In a subsequent patch, the instruction scheduler is modified to use this information.

The motivation is to allow a target maintainer to specify which instructions pairs should be clustered together in the machine model. Thus the clustering is done as part of instruction scheduling instead of relying in a scheduling mutation and adding code to the backend to match the instructions.

Diff Detail

Event Timeline

evandro created this revision.Jul 10 2017, 4:29 PM
MatzeB added a subscriber: MatzeB.Jul 10 2017, 7:39 PM

Can you give an example of a typical use? Is this just a different way to express macrofusion opportunities or is this more or less powerfull?

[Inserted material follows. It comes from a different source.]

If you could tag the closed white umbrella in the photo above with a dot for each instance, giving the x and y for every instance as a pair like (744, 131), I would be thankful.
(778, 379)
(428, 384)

javed.absar added inline comments.Jul 11 2017, 1:52 AM
llvm/include/llvm/MC/MCSchedule.h
93

Shouldn't this function be amended as well to equate Cluster?

llvm/include/llvm/Target/TargetSchedule.td
312

Perhaps the order of the parameters should be - cycles, cluster, writes = []

fhahn edited edge metadata.Jul 11 2017, 5:19 AM

Can you give an example of a typical use? Is this just a different way to express macrofusion opportunities or is this more or less powerfull?

I agree it would be helpful to see an example, e.g. how this could be used to cluster AArch64 AES instructions.

If this is intended as a replacement for the MacroFusion pass, could the more complicated constraints for fusing MOVK/MOVZ on AArch64 be expressed (lib/target/AArch64/AArch64MacroFusion.cpp from line 130)?

llvm/include/llvm/MC/MCSchedule.h
91

I assume you added the cluster bit here, because the whole machinery for handling "ReadAdvance" can be easily extended to do add cluster dependencies? It feels that after adding the cluster bit, most related function/class names are slightly misleading, e.g. getReadAdvanceCycles now does not only get the number of cycles but also the cluster bit.

I posted the preliminary patch D35260 to illustrate how this change, along with D35229, can be used to simplify instruction fusion.

fhahn added a comment.Jul 12 2017, 2:16 PM

Thanks @evandro , I think the example is really helpful to judge the impact of the set of changes.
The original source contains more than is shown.